Ahh, but here we run into a problem. Exactly what’s in these fracturing fluids is the “proprietary information” of these drilling companies, so it cannot be revealed. State agencies do not require companies to report the volumes or names of chemicals being injected during hydraulic fracturing. So neither the public nor the government can properly judge the real risks involved in injecting these fluids underground.

So they’re fracturing our lands and pouring unknown fluids into it, 60 to 70 percent of which they’ll try to retrieve again—after it has blasted through rock formations and altered natural underground cisterns and caverns and waterways.

And the environmental attorney for the Northern Wayne Property Owners Association is concerned about spelling out what will happen on the surface of our lands? I think the surface is the least of our problems.

In 2005, the oil and gas industry was granted an exemption from the federal Safe Water Drinking Act, making oil and gas the only industries allowed to inject toxic fluids directly into our land and our groundwater without oversight by the U.S. Environmental Protection Agency.
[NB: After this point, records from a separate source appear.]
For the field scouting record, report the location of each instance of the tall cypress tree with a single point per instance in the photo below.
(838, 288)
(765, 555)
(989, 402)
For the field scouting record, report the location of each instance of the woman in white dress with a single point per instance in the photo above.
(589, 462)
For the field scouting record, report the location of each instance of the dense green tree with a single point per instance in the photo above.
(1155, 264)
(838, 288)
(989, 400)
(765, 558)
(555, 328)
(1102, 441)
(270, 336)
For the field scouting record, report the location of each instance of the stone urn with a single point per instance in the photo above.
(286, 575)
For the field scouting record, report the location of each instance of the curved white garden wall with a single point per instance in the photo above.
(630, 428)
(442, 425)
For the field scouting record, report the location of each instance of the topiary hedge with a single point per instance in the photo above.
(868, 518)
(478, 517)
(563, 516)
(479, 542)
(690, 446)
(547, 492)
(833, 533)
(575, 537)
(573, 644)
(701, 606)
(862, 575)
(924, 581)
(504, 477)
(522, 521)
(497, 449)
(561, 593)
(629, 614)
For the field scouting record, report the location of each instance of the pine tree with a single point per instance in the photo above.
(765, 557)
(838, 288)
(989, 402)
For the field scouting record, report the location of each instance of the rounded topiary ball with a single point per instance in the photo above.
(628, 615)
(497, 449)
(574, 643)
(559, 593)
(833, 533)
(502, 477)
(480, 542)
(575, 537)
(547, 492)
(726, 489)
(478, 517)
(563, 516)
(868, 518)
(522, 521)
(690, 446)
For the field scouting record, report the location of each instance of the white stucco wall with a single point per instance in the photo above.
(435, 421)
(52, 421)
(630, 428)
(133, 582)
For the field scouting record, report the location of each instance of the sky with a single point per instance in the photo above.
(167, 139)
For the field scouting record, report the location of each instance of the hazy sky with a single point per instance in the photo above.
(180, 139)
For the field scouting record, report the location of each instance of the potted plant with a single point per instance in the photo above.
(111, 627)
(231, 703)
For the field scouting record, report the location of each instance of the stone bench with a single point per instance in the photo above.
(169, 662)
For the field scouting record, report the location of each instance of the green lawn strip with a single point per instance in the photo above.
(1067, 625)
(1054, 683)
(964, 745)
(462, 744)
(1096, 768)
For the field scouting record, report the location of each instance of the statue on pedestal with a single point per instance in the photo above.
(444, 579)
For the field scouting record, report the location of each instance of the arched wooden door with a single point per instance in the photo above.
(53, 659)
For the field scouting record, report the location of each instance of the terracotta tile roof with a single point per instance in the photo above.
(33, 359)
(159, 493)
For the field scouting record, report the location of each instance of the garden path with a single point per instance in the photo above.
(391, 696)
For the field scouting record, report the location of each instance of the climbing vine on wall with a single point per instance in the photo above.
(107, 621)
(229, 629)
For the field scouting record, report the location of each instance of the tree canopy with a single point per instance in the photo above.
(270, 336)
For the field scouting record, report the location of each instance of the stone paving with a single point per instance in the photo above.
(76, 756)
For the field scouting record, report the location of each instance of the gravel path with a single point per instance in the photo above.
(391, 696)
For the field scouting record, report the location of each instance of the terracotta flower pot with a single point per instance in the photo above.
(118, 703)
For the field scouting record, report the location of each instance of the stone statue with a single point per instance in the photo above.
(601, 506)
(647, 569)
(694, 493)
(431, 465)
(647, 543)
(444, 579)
That’s only one small part of the massive de-regulation and crippling of protective agencies that has taken place under the current Bush administration. As a result of the weakened powers of our protective agencies, we’ve seen too many cases of contaminated food, lead-contaminated toys, and other things in the last few years. Do we really want to see our lands and waters contaminated, as well?

It’s not too late. Drilling has started in Susquehana County, but has not yet begun in Wayne County. In Damascus, could we keep them out by declaring our right to home rule?

These are the questions that deserve answers. Before we’re totally and completely fracked.